Waterways and Canal-Building in Medieval England

Download or Read eBook Waterways and Canal-Building in Medieval England PDF written by John Blair and published by OUP Oxford. This book was released on 2007-10-25 with total page 336 pages. Available in PDF, EPUB and Kindle.
Waterways and Canal-Building in Medieval England
Author :
Publisher : OUP Oxford
Total Pages : 336
Release :
ISBN-10 : 9780191527159
ISBN-13 : 0191527157
Rating : 4/5 (59 Downloads)

Book Synopsis Waterways and Canal-Building in Medieval England by : John Blair

Book excerpt: The first study of Anglo-Saxon and Anglo-Norman canals and waterways, this book is based on new evidence surrounding the nature of water transport in the period. England is naturally well-endowed with a network of navigable rivers, especially the easterly systems draining into the Thames, Wash and Humber. The central middle ages saw innovative and extensive development of this network, including the digging of canals bypassing difficult stretches of rivers, or linking rivers to important production centres.
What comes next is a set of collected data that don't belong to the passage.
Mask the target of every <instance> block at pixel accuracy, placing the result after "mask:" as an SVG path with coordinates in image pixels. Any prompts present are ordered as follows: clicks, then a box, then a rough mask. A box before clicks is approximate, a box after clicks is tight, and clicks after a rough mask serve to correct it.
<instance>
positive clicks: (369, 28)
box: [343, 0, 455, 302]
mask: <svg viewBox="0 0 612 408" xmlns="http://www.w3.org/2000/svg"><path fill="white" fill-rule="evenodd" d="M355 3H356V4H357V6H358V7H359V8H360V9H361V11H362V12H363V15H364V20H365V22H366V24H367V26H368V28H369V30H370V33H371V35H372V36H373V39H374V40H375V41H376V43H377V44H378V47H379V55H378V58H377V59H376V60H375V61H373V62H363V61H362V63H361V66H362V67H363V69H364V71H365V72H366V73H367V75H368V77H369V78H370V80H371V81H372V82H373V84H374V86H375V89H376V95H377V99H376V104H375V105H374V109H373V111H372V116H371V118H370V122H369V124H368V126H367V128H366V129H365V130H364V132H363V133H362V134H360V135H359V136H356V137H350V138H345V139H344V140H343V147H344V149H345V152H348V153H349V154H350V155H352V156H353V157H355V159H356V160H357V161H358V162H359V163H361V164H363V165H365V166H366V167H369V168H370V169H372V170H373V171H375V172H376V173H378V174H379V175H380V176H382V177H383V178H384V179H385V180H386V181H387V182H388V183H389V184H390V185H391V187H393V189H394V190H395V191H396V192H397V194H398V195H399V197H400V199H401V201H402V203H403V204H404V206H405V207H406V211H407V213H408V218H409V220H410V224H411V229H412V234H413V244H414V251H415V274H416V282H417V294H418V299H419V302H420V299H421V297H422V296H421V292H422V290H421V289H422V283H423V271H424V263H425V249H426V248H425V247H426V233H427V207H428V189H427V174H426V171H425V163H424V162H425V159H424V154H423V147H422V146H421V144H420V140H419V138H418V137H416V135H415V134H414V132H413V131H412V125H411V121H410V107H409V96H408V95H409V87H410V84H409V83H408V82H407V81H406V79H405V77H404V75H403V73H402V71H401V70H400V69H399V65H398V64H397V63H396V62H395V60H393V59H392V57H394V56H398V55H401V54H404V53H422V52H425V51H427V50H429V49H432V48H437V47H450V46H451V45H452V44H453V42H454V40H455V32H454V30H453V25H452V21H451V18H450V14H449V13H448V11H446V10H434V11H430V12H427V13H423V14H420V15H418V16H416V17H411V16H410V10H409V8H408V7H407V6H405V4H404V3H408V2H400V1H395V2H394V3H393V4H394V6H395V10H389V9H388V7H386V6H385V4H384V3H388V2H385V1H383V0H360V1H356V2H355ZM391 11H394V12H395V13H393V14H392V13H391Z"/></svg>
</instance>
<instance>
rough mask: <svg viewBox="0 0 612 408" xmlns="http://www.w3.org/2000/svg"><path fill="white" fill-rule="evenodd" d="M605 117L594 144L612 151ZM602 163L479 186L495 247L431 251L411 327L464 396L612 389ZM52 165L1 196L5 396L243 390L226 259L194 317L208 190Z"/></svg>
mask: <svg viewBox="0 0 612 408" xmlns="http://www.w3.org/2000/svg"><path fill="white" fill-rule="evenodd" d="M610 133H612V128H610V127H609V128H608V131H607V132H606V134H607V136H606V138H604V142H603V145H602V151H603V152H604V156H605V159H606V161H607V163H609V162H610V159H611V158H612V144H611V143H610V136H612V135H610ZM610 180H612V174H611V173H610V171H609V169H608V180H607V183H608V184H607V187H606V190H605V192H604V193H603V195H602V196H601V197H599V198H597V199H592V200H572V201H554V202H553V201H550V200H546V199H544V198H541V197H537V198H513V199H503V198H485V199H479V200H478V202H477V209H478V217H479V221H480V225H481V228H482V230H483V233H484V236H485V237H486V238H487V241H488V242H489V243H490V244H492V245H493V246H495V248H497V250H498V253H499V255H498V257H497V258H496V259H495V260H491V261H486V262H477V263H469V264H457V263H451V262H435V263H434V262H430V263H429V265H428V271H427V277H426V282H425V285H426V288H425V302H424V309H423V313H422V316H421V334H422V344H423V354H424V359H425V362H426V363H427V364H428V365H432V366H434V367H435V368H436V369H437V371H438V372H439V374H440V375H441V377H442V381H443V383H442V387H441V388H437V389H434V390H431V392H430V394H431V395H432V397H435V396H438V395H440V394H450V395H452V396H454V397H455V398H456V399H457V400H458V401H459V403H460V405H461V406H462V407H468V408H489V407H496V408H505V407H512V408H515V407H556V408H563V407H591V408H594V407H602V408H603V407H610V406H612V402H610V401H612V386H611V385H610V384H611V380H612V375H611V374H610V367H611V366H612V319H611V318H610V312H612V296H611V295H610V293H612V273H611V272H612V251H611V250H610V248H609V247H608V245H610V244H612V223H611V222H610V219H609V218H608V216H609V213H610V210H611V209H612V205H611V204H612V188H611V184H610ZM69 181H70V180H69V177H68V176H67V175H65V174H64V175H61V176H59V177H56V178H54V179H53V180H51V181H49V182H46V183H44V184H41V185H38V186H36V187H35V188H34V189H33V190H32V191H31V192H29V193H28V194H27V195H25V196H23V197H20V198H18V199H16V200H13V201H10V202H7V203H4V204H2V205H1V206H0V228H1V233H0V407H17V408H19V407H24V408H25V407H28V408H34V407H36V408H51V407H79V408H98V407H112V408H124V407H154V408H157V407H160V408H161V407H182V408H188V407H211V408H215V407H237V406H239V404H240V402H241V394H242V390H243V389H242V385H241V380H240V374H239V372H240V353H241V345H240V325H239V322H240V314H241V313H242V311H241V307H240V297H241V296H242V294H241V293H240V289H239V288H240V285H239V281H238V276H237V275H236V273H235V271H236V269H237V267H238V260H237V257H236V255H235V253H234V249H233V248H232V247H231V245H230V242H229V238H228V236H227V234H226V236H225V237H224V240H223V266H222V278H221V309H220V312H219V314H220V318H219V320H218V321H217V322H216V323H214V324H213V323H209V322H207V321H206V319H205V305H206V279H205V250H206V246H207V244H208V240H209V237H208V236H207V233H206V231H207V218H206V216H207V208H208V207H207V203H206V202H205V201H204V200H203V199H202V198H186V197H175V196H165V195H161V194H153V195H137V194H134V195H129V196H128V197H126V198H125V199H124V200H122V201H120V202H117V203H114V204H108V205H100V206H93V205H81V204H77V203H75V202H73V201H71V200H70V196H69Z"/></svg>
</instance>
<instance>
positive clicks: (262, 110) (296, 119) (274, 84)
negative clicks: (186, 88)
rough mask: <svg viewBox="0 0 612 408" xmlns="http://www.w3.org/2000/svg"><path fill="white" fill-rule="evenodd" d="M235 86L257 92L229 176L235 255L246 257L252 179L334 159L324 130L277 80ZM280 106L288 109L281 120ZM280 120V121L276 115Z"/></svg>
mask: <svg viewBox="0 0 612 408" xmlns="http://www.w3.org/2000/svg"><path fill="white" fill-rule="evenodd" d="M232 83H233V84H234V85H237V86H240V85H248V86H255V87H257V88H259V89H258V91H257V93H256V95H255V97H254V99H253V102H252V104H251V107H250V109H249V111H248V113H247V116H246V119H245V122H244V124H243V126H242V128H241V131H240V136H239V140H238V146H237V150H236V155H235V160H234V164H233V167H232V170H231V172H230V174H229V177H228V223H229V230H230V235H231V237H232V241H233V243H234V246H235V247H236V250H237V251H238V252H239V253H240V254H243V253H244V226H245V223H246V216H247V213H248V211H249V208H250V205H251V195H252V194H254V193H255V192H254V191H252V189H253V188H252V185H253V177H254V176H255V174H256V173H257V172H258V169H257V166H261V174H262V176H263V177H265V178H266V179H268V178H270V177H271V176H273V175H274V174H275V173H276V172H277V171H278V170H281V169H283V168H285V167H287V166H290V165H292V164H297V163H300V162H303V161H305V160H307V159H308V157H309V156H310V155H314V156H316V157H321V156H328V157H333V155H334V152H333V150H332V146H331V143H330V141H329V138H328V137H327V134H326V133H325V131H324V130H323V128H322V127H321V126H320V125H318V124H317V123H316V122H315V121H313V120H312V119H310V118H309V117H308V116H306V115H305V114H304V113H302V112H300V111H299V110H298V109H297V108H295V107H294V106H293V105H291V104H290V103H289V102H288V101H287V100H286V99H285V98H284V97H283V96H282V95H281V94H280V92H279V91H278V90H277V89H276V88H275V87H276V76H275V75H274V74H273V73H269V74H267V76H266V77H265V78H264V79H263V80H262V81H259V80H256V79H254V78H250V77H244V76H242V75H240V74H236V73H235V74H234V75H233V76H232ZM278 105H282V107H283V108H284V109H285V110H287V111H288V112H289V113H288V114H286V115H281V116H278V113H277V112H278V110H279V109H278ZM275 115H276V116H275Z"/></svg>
The eleventh and twelfth centuries seem to have been the high point for this dynamic approach to water-transport: after 1200, the improvement of roads and bridges increasingly diverted resources away from the canals, many of which stagnated with the reassertion of natural drainage patterns. The new perspective presented in this study has an important bearing on the economy, landscape, settlement patterns and inter-regional contacts of medieval England. Essays from economic historians, geographers, geomorphologists, archaeologists, and place-name scholars unearth this neglected but important aspect of medieval engineering and economic growth.